The title is, of course, ironic. Rudd and Scott are Danny and Wheeler, drones in the employ of an energy drink concern who ply their trade as shills for the product at school assemblies, using an anti-drug spiel as the thinnest of pretenses for their pitch. Wheeler is living the dream, dressing up in a minotaur costume, taking hits off a doobie between gigs, and otherwise meandering through a life of instant gratification of all types. Danny, however, the one in the suit extolling the virtues of an energy drink over controlled substances, is suffering a serious bout of the doldrums. His lack of a goal in life is weighing heavily on him, a state of mind that has him berating barristas, among others, with extreme prejudice. It drives his attorney girlfriend, Beth, (Elizabeth Banks) to move out, which only makes Danny’s doldrums worse. So much worse that an unfortunate bout of truth during a school assembly is followed by a fit of pique involving a tow truck, a police officer, and a statue of a horse. Danny and Wheeler find themselves ordered into community service to avoid jail and the service, for reasons that only make sense in the context of a wacky comedy, is with an outfit that pairs kids in need of guidance with responsible adults to mentor them.
The guys are paired with the most hopeless cases: Danny with Augie (Christopher Mintz-Plasse lisping his way into the nerd pantheon) an adolescent sporting both a cape and a duct tape-covered foam sword, Wheeler with Ronnie (a stunningly precocious Bobb’e J. Thompson), a dangerously hyperbolic younger kid with a small stature but a big, scary mouth who has been through eight mentors. They don’t hit it off, then they sort of bond, then they each make a boo-boo, then they each must redeem themselves, and, well, you get the drift. It’s a long way to go in order to get these four into unreasonable facsimiles of the costumes once sported by KISS, and the payoff isn’t much more than mildly interesting.

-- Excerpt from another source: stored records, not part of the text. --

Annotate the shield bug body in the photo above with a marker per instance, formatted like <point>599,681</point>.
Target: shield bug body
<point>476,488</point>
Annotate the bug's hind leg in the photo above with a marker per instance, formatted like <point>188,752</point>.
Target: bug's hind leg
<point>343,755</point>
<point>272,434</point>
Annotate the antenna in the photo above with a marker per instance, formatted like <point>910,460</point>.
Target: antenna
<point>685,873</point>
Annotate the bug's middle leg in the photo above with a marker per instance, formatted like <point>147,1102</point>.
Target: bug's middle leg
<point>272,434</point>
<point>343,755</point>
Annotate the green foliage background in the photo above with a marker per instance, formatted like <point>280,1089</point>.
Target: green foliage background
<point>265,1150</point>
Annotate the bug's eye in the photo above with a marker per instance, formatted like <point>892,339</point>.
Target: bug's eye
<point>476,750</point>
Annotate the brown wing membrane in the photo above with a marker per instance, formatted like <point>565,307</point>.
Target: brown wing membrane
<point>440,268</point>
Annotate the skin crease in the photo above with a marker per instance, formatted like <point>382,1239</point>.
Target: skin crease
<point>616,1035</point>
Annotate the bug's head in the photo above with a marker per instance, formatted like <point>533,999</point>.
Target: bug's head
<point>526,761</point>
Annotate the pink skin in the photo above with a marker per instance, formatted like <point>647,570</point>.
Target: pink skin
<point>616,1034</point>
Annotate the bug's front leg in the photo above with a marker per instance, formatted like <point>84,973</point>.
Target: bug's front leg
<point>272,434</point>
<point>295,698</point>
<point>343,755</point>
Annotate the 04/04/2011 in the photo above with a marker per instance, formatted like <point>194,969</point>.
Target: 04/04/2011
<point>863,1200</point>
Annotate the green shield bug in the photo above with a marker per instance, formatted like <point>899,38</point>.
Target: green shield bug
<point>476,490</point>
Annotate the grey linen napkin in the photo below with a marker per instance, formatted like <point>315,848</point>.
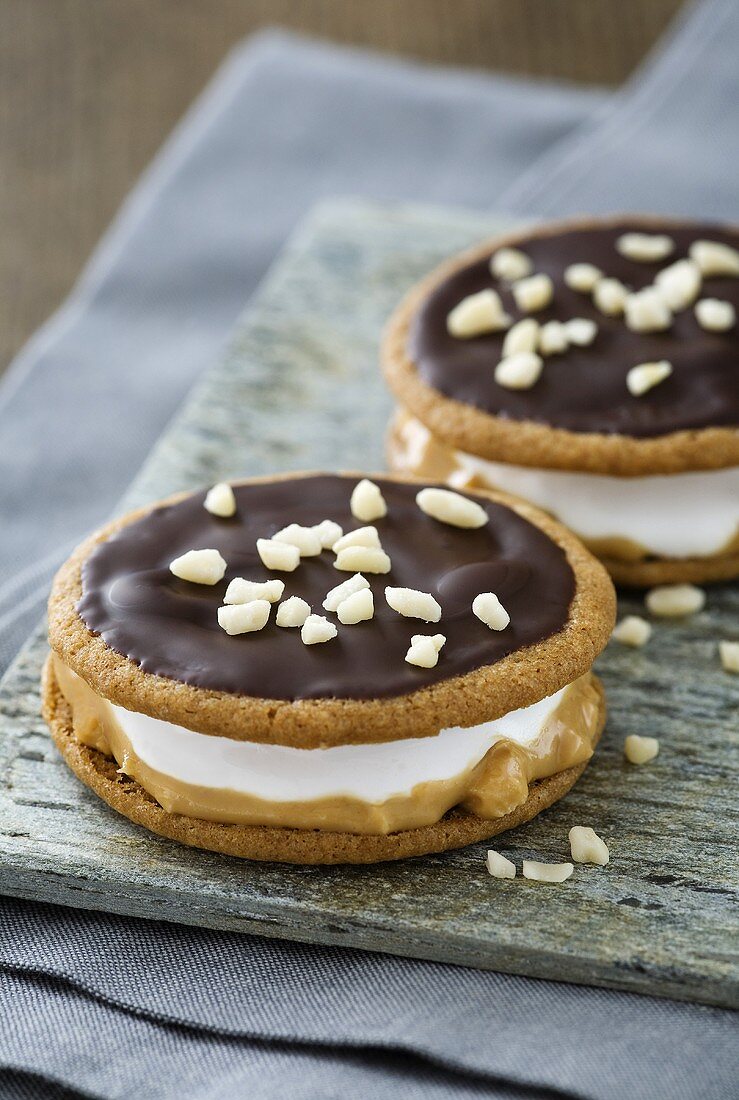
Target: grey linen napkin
<point>112,1007</point>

Rudd combines snarky and blasé in a winning fashion as he bonds with Augie, a kid that, like Danny, has been forced into the program. Rudd never quite moves beyond that combination, even while softening up to Augie’s obsession with a dungeons-and-dragons variety of real-life role playing in the park, finding much to admire in this outsider with a solid sense of himself. There are the deep philosophical ruminations about how he likes the >idea< of a soft drink more than the drink itself. There is the charming inability to get past an opening line and the ensuing very long, very awkward pause with his dream-girl. Scott is a fetching man-child with surprisingly astute insights into how to connect with Ronnie via the ci-mentioned KISS and a man-to-man about how to notice the secondary sexual characteristics of the female of the species without being obvious about it. Their relationship, unlike that of Danny and Augie, feels less like a plot contrivance than a bonding of peers. Lynch, a seasoned veteran of the Christopher Guest improv films, marries a deadpan ferocity and complete obtuseness as the founder and director of the mentoring program in which our heroes find themselves. The forceful way her character winds herself up with rambling, confessional/inspirational monologues that are remarkable for having absolutely nothing to do with any issue at hand is as loopy as it is indelible.

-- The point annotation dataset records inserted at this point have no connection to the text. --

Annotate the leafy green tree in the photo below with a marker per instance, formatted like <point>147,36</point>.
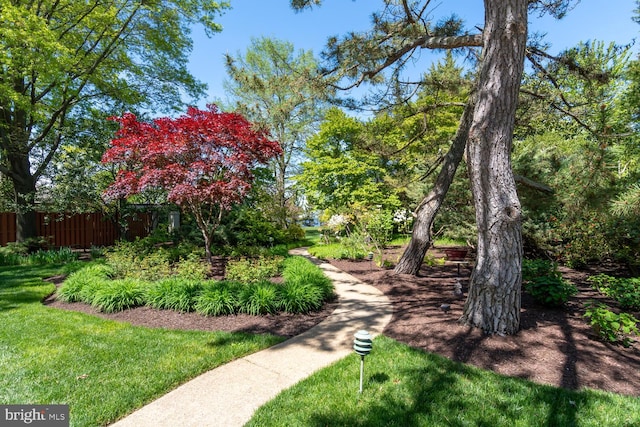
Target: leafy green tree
<point>402,29</point>
<point>281,89</point>
<point>576,136</point>
<point>61,58</point>
<point>338,176</point>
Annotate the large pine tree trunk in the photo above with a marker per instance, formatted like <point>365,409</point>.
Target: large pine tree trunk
<point>24,189</point>
<point>426,212</point>
<point>493,303</point>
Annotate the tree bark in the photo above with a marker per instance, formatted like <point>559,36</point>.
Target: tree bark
<point>426,212</point>
<point>493,303</point>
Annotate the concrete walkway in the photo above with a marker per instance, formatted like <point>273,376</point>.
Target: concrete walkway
<point>229,394</point>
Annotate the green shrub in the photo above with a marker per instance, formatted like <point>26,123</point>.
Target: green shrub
<point>82,284</point>
<point>297,297</point>
<point>174,293</point>
<point>118,295</point>
<point>192,267</point>
<point>60,256</point>
<point>532,268</point>
<point>219,298</point>
<point>7,257</point>
<point>612,327</point>
<point>253,270</point>
<point>338,251</point>
<point>624,290</point>
<point>542,280</point>
<point>302,271</point>
<point>550,291</point>
<point>305,289</point>
<point>18,255</point>
<point>259,298</point>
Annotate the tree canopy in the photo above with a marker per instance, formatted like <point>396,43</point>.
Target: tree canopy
<point>60,59</point>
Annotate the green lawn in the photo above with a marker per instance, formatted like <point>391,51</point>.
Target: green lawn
<point>408,387</point>
<point>102,369</point>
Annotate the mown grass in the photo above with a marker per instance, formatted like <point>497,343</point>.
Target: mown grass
<point>408,387</point>
<point>102,369</point>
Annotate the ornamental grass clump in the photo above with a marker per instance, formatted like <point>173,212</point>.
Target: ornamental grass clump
<point>259,298</point>
<point>174,293</point>
<point>120,294</point>
<point>297,297</point>
<point>82,285</point>
<point>254,270</point>
<point>299,270</point>
<point>219,298</point>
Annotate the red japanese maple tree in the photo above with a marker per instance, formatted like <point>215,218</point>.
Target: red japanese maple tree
<point>204,160</point>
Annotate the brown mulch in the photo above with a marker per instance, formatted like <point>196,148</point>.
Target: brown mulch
<point>554,346</point>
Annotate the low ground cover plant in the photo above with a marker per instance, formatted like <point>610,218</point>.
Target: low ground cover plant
<point>304,288</point>
<point>102,369</point>
<point>610,326</point>
<point>624,290</point>
<point>542,280</point>
<point>14,254</point>
<point>254,270</point>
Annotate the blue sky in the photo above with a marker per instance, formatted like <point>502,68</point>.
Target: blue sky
<point>590,20</point>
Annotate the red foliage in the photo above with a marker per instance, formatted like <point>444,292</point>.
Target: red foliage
<point>205,156</point>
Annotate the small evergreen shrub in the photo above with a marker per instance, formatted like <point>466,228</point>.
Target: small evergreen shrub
<point>612,327</point>
<point>624,290</point>
<point>118,295</point>
<point>219,298</point>
<point>173,293</point>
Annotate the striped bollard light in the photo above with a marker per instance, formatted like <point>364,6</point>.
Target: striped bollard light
<point>362,344</point>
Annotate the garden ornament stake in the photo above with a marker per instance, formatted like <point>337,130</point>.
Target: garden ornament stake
<point>362,345</point>
<point>370,258</point>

ROLE MODELS has an unexpected sweetness to it that builds to a fever pitch on several fields-of-honor, real, imagined, and legal. By the end, everyone has learned the necessary important life lesson, the audience has learned Renaissance slang for female gonads, and a solo song by Paul Rudd has brought everything to a close with a less than rousing finale. Along the way, it manages to pull itself together just long enough to deliver enough real belly laughs to make it worth seeing, but not worth making undue haste to do so.